出歩くことが好きで、趣味のマラソン、登山、スキーなどの話を中心にきままな呟きを載せられたらいいな。

宮部みゆき「ブレイブストーリー」

2010-06-29 22:32:01 | 読書
このところ、図書館で借りたい本が思い当たらなくなり、何を借りようか悩んでいたので、馴染みのある作家ということで宮部みゆきの本を検索してみた。たくさんあって、どれも面白そうだったが、少し毛色が変わったジャンルの小説があったので、借りてみることにした。社会派物、超能力者の話、推理物、時代物とさまざまなジャンルの小説を書いている人だが、ファンタジー&ロールプレイングゲームのようなジャンルのこの「ブレイブストーリー」という小説は、きわめて異色の作品である。

ファンタジー物も好きなのだが、宮部みゆきが書くとどんなものになるか興味があって、早速予約をした。図書館から連絡が入り、受け取りに出かけた。受け取ってみてビックリだ。上下2巻だが、各巻とも600ページ以上もある超長編小説だった。あまりの厚さに、2週間で読破できるか心配になった。借りてすぐに読めず、結局1週間以上たってから読み始めた。上下で1300ページ近い本を読むとなると腰をすえて読まねばならないが、いろいろ予定があってなかなか捗らなかった。しかし、読み始めたらさらさらと読み進み、10日間ほどで読破した。返却期日が少し過ぎてしまったので急いで返却しなければならない。

さて内容は、上巻の前半が現実社会での話だ。両親の離婚に心を乱される小学生の亘が主人公である。この辺りは、宮部みゆきらしいドロドロとした話が続く。ファンタジー小説らしからぬ展開に最初は違和感があった。父親のあまりに身勝手な理由で、少年と母親が捨てられる話がかなり長い。この辺りが、のちのファンタジー路線に移行するための大きな布石のようだ。そして、あるきっかけから、亘は異次元の「幻界」という世界に飛び込んでいくのだ。

上巻の後半から第2部となり、「幻界」でのワタルの長いストーリーが始まる。この辺りは、ドラクエみたいなロールプレイングゲーム的に話が進んでいく。一つ一つ困難を解決するたびに、宝石を獲得し、持っているアイテム(剣)のパワーがアップしていくという展開である。そして、途中でいろんな仲間と出会い、チームとして強大な敵に向かっていく。そのたびに主人行は悩みながらも成長していき、最後は一人だけで強大な悪に立ち向かい悪を倒す。
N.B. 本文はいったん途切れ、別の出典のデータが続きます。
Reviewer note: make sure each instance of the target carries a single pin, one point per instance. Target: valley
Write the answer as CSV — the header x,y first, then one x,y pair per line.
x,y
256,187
そして、女神に自分の願いを叶えてもらい現実世界に戻っていく。

簡単にまとめると、上記のストーリーとなる。とにかく長いストーリーだが、それぞれのエピソードが厚みを持った話となっており、登場人物の心理描写や状況が飽きることなく描かれ、読み出したらどんどん引き込まれてしまう。当然最後は、主人公が勝って女神に願いを叶えて貰う訳だが、ご都合主義的な願いではない。長い旅をしたことへの感謝の気持ちを表す願いで終わるあたりが「宮部みゆき」らしい結末だった。人間に対する鋭い洞察が込められているところが、この作家の魅力である。